Some problems that may stem from having APS are:

  • Heart Problems: This may happen when the heart valves thicken and fail to work properly. This case may also involve narrowing arteries when their walls get thicker and can cause angina, chest pain, or even heart attacks.
  • Decrease of Platelets: Platelets are particles in the blood that play an important role in controlling bleeding. People with the antiphospholipid syndrome often have low platelet count, causing the person to bruise easily or experience excessive bleeding.
  • Kidney Problems: Antiphospholipid syndrome can also cause the blood vessels to narrow, including those connected to the kidneys. This event may cause high blood pressure and poor kidney function.
  • Skin Problems: Some people who have antiphospholipid syndrome may develop spotted rashes with a lacy pattern. They often take place on the knees or arms and wrists, which is also known as livedo reticularis.
  • Infertility: APS may also cause problems that are related to pregnancy like miscarriages and pre-eclampsia, which may cause seizures in pregnant women.

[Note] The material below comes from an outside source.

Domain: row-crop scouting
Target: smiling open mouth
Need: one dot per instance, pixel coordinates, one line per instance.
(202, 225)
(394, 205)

There are several signs and symptoms in this kind of condition. The signs and symptoms of APS may include the following:

  • Deep vein thrombosis that includes pain, swelling, and redness. It can be risky when it reaches the lungs.
  • Recurrent miscarriages or stillbirths
  • Stroke
  • Transient Ischemic Attack
  • Rashes
  • Chest pain and shortness of breath
  • Chronic headaches
  • Speech defect
  • Nausea


When a person starts to experience sudden nose or gum-bleeding, an unusually heavy menstrual period, dark-colored vomit and stool, and unknown stomachache, it is best to consult a physician for observation for APS.

The diagnosis of APS is made by testing blood samples if there are any blood clots and/or miscarriages that have taken place to observe the presence of antiphospholipid autoantibodies.

There are three types of blood tests for this, and it is important to have more than one of these tests to get a proper diagnosis. These tests are the anticardiolipin test, the lupus anticoagulant test, and the anti-beta-2-glycoprotein 1 test.



Medication with anticoagulants is the most common treatment for APS. They help thin the blood to prevent blood clots and miscarriages. Treatment with these medications can also increase the chance for a successful pregnancy

Other cases may require a patient to undergo preventative (prophylaxis) therapy to prevent the formation of blood clots.